Kunikida nods and does just so.

Stepping out into the sunlight and the clearing, it’s now much easier to get a good look at Kunikida. The man’s wearing simple, light coloured jeans, a white shirt under a smart blue jacket, and shoes in a matching colour. Nothing about it stands out, apart from how obviously well kept the outfit is despite being so normal and the dark blue gem hanging around a necklace. It glints in the light, catching Chuuya’s eye even as he tries to focus on not tripping down the few, but uneven, steps.

“You’re not too different.” Kunikida’s voice interrupts his staring, Chuuya snapping his eyes back ahead to pretend he wasn’t. When he processes the words though, he looks back at Kunikida, questioning. Kunikida keeps walking, eyes ahead as he leads Chuuya. “He’s already messed with you too, right? You sounded more angry than curious when you said his name.”

“Dazai?”

“Yeah.” Kunikida’s mouth twitches as they pass the tree, still littered with its own plates. “Dazai.”

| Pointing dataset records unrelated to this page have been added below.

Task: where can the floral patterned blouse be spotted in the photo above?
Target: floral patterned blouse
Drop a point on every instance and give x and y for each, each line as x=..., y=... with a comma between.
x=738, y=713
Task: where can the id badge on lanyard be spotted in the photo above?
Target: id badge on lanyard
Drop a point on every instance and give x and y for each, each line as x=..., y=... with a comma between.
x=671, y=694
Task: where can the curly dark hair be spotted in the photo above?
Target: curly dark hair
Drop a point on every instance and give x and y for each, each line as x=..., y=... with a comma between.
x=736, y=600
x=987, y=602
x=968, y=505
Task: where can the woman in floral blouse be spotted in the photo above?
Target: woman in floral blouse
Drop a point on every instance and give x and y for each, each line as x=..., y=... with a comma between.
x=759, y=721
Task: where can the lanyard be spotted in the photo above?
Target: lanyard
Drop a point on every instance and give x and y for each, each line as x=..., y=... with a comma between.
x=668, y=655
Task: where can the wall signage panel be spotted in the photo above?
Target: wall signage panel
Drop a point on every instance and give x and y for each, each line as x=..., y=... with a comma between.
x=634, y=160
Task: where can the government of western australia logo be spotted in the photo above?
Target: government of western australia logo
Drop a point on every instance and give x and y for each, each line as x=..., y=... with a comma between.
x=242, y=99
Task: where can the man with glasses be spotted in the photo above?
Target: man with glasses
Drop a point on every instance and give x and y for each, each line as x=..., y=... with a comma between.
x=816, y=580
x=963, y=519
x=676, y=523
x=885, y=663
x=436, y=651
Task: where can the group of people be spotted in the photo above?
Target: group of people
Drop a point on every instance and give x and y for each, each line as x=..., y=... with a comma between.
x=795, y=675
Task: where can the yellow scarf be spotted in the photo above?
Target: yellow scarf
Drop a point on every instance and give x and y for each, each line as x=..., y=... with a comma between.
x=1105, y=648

And it makes sense, at least to Chuuya. At least after witnessing that furry bastard stealing his lunch with such audacity.

“The ones at the shrine are fine,” Kunikida continues as they reach back onto the road, “but the tree is a bit much. Really, what are people thinking? The shrine is more than enough. I guess it just gives off a certain energy, being as old as it is.”

Chuuya nods, listening along. It’s not as if he’s met many of the people here yet — in fact, he’s only met two — but he suddenly feels like he’s not the only sane man around.

“All things considered though, that’s not even that bad.” Kunikida breathes in, cups sliding noisily against the plate surface, as they get closer to the first row of homes. “I have to go over to this one place every now and again, and clean up the offerings outside it. Dazai knows how much time it takes out of my day, I swear, the plates and cups there are always completely emptied no matter how often I check. And I’ve tested that!”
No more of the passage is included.